State v. Rausch, Minn.Ct.App., 5/23/2011. After arguing with her ex-boyfriend, outside his home, Ms. Rausch entered his home without consent, assaulted him and then damaged his vehicle. For this the state charged her with two counts of burglary – her first ever burglary - among other offenses. Ms. Rausch entered a guilty plea to one count of burglary of an occupied dwelling under a plea agreement that called for a stay of imposition of sentence and an acknowledgment that Ms. Rausch would be asking for a departure from the mandatory minimum sentence of six months incarceration. The trial court granted the departure and imposed a sixty day sentence – fifteen days in the workhouse and forty five days of alternative service.
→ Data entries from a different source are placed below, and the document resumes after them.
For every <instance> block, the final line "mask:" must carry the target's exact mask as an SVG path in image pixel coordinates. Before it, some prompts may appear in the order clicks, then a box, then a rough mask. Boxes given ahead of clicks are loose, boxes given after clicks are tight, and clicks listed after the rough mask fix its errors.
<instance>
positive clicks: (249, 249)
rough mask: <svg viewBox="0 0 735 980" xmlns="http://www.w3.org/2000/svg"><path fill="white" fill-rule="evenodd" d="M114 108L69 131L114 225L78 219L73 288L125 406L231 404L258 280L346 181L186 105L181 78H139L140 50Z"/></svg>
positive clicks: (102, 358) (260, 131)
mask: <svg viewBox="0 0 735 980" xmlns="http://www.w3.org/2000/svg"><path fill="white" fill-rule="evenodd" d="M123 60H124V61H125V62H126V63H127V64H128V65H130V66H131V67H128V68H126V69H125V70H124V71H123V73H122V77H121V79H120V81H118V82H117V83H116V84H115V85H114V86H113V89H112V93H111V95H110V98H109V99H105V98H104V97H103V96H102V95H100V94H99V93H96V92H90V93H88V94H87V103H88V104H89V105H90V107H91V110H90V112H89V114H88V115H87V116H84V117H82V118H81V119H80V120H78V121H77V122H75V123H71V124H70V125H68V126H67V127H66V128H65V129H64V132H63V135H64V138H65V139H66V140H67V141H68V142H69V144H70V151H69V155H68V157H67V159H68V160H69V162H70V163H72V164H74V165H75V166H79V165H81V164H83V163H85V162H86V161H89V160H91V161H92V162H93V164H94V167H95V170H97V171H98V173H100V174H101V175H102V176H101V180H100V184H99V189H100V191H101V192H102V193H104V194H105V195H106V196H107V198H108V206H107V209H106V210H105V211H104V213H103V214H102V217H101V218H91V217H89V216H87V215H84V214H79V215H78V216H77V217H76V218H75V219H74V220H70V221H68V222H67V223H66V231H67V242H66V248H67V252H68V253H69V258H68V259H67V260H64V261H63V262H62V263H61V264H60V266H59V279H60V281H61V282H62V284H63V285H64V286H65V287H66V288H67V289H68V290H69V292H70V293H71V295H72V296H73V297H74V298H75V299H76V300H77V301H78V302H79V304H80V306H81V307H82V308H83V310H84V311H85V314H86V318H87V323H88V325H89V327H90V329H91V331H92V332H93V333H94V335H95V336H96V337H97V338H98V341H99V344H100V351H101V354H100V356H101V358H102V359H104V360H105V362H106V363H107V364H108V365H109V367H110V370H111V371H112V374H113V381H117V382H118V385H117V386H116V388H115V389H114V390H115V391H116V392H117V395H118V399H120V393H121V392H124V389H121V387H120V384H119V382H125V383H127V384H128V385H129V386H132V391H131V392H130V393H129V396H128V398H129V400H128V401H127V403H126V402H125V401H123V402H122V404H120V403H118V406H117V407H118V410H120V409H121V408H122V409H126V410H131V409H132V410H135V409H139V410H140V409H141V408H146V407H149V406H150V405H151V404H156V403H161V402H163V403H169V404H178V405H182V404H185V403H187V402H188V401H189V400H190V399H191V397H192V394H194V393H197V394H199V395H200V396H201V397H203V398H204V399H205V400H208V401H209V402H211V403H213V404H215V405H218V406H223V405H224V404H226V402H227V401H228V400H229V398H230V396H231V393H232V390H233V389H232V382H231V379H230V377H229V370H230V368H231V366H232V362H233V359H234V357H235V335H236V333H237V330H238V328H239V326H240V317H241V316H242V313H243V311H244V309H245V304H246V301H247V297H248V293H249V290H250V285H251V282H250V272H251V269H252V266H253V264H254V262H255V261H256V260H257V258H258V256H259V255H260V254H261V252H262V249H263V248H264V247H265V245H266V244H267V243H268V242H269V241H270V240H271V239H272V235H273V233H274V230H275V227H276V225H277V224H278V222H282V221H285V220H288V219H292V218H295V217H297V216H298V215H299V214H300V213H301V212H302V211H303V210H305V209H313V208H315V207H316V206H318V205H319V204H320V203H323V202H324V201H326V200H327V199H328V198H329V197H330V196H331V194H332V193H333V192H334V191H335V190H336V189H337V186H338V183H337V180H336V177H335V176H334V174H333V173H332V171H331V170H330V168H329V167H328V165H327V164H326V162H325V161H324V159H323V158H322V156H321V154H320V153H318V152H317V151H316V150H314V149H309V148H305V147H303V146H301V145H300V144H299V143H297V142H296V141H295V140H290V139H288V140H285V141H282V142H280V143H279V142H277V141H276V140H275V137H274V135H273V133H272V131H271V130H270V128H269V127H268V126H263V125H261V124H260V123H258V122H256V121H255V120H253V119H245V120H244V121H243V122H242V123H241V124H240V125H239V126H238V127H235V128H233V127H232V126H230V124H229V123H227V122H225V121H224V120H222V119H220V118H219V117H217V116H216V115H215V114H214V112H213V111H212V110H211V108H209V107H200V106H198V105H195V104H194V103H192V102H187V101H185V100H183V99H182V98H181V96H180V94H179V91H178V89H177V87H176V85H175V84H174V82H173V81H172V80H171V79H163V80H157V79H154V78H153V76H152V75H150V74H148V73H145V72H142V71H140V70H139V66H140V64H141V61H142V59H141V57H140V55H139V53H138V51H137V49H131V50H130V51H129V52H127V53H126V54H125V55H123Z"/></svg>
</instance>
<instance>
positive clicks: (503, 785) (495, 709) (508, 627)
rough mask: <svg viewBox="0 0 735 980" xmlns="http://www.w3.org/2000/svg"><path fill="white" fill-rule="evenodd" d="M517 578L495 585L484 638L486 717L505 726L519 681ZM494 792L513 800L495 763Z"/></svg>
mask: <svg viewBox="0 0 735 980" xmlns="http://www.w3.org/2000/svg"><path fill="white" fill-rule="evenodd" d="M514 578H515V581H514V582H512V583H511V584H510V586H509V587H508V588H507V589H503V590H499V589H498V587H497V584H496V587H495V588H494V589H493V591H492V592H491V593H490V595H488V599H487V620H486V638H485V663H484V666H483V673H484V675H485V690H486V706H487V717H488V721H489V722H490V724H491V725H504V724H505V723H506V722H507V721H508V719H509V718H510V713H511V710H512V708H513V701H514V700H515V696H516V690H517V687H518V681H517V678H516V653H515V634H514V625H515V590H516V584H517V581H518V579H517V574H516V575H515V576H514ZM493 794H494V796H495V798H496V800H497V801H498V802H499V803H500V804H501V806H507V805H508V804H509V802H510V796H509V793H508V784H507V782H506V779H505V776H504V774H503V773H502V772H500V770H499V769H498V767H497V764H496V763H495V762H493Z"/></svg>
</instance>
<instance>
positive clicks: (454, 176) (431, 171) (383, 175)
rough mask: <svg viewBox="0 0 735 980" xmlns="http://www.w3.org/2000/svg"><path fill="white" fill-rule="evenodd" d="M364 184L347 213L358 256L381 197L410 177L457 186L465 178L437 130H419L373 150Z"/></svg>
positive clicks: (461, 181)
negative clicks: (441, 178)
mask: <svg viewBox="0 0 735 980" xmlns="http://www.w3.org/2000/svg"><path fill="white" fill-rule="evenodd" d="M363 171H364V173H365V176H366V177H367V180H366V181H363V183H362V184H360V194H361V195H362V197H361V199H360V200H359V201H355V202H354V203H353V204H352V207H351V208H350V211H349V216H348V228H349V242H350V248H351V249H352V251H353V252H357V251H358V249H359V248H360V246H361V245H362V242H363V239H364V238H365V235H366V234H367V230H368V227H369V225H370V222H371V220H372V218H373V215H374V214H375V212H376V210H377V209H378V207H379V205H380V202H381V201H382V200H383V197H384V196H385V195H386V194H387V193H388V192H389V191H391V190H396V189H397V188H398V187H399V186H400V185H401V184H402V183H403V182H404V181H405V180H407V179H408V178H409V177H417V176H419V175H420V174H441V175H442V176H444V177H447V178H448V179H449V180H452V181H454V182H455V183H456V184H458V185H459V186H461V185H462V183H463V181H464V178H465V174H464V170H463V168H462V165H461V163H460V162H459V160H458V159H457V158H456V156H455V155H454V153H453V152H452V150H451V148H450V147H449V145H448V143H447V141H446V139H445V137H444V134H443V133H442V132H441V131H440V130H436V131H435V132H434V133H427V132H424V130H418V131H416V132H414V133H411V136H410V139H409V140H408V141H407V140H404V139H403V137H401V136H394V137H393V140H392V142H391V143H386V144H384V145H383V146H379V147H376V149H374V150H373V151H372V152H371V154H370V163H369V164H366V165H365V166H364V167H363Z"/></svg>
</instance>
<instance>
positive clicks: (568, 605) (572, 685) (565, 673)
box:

The state appealed, saying that the trial court had no authority to ignore the six month mandatory sentence that is contained in Minn.Stat. 609.582, subd. 1a:
A person convicted of committing burglary of an occupied dwelling, as defined in subdivision 1, clause (a), must be committed to the commissioner of corrections or county workhouse for not less than six months.
Seems pretty clear: six months minimum for burglary of an occupied dwelling. But Ms. Rausch argued that another statute, Minn.Stat. 609.583, still gives the trial court the discretion to depart from the presumptive sentence:
Except as provided in section 609.582, subdivision 1a, in determining an appropriate disposition for a first offense of burglary of a dwelling, the court shall presume that a stay of execution with at least a 90-day period of incarceration as a condition of probation shall be imposed unless the defendant’s criminal history score determined according to Sentencing Guidelines indicates a presumptive executed sentence, in which case the presumptive executed sentence shall be imposed unless the court departs from the Sentencing Guidelines pursuant to section 244.10. A stay of imposition of sentence may be granted only if accompanied by a statement on the record of the reasons for it. The presumptive period of incarceration may be waived in whole or in part by the court if the defendant provides restitution or performs community work service.
The appellate court says that 609.582 is more specific than is 609.583, so the former controls. Actually, what it’s doing is legislating from the bench by changing the phrase “burglary of a dwelling” to “burglary of an occupied dwelling”. That is, 609.583 applies only to the first burglary of an unoccupied dwelling, while 609.582 applies to all burglaries of an occupied dwelling.